Sputnikmusic - Statnik 1

Statnik 1

By macman76 Wednesday July 19, 2017

Hello world, and welcome to a first-of-its-kind staff blog, one written by someone with no reviews and pedestrian/almost non-existent music taste. I joined the site when I was trying to find something to fall deeply into, and I thought being the only person I knew that liked Led Zeppelin meant that I could become a SERIOUS music listener. Of course, I failed and, besides a real weak stream of bands I like, I don’t listen to much music. As a result, I stopped regularly visiting the site after maybe 6 months of being a regular commenting member. Nevertheless, I returned to the site because I found a different interest.

Now, I’m not an expert in this kind of stuff. I didn’t actually get a degree in the kind of thing that would make one a said expert. More than anything I’m a diligent and creative googler, the level at which you can fake expertise. I like data. Since I decide I liked data, I have done SERIOUS data guy stuff. I started to keep track of my stats in video games like COD: BO and Rocket League, and I analyzed this here website. (That’s it. There’s not really a third thing, I tried making a tool to help me with a fantasy football draft once, but people were drafting so fast it actually was probably more costly than useful.)

So, as best I could tell, these blogs will go something like this: I’ll write some kind of description of some cool thing I’ve done/am doing with the data on this site, maybe there will be a story of some sort, and then I’ll present code for how to do it. You’ll cheer, you’ll cry, and you’ll learn stuff. I don’t know how regularly I’ll make you cheer/cry/learn, but it will not be never!

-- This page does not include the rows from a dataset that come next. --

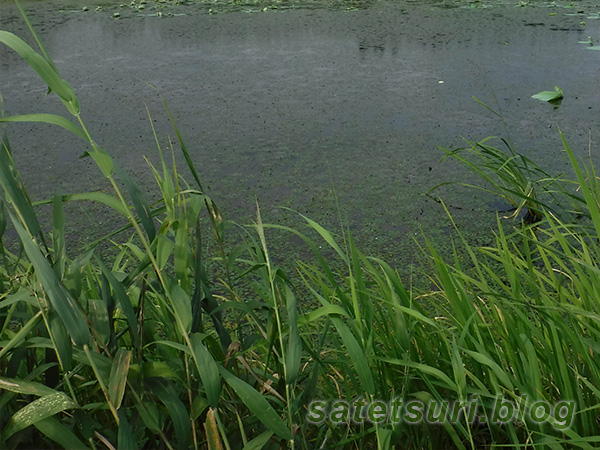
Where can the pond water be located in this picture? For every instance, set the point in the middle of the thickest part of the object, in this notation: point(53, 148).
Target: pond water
point(333, 112)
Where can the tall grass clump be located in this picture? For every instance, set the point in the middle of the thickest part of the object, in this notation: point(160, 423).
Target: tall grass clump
point(163, 336)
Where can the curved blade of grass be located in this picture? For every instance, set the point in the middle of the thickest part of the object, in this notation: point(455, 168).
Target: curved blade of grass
point(139, 202)
point(100, 197)
point(59, 433)
point(118, 377)
point(19, 338)
point(14, 189)
point(61, 300)
point(25, 387)
point(212, 431)
point(125, 436)
point(51, 119)
point(257, 404)
point(208, 370)
point(428, 370)
point(123, 299)
point(293, 355)
point(259, 441)
point(58, 237)
point(357, 355)
point(44, 69)
point(39, 409)
point(179, 416)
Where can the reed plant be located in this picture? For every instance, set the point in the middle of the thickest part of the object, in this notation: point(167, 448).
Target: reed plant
point(180, 341)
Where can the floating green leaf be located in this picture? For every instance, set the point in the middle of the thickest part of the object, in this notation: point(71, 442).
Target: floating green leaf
point(549, 96)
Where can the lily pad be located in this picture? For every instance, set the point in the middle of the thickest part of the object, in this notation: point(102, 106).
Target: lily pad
point(549, 96)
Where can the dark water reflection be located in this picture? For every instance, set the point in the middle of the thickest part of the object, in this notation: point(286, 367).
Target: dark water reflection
point(305, 107)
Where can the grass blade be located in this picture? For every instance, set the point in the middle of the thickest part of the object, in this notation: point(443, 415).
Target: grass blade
point(37, 410)
point(208, 370)
point(61, 300)
point(258, 405)
point(118, 377)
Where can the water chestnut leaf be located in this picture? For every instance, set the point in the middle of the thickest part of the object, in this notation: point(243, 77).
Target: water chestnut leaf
point(549, 96)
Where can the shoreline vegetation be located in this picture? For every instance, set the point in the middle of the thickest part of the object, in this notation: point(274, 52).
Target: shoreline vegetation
point(151, 350)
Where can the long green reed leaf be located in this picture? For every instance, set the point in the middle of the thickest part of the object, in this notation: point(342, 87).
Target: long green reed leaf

The first thing I had to learn to do any of the lists I have done, was figure out how to grab data (sometimes referred to as data scraping or munging or back-alley mugging) from the website. I initially tried copying the ratings from soundoff pages by GoogleChrome:Right Click > Inspect and copying the table objects into excel. But that was tedious and unscalable, so then I found out how to do it with my current go-to language, R.

(It’s free! To install R, go this website https://cran.r-project.org/mirrors.html, download from any mirror you like, and then download this handy IDE https://www.rstudio.com/ to make working with R a breeze rather than a blast-from-the-past-trembling-fear-inducing chore caused by the standard RGUI.)

R is a statistics-focused language. Packages and online code examples are often written for and by college math/stats/information sciences department people. It’s relatively simple to use and follow, and there are a lot of free books, moocs, and blog posts on how to use R. But what makes R especially good, is that it’s free. It doesn’t cost thousands of dollars like other comparable languages do (Matlab… SAS… Stata). End paid advertisement.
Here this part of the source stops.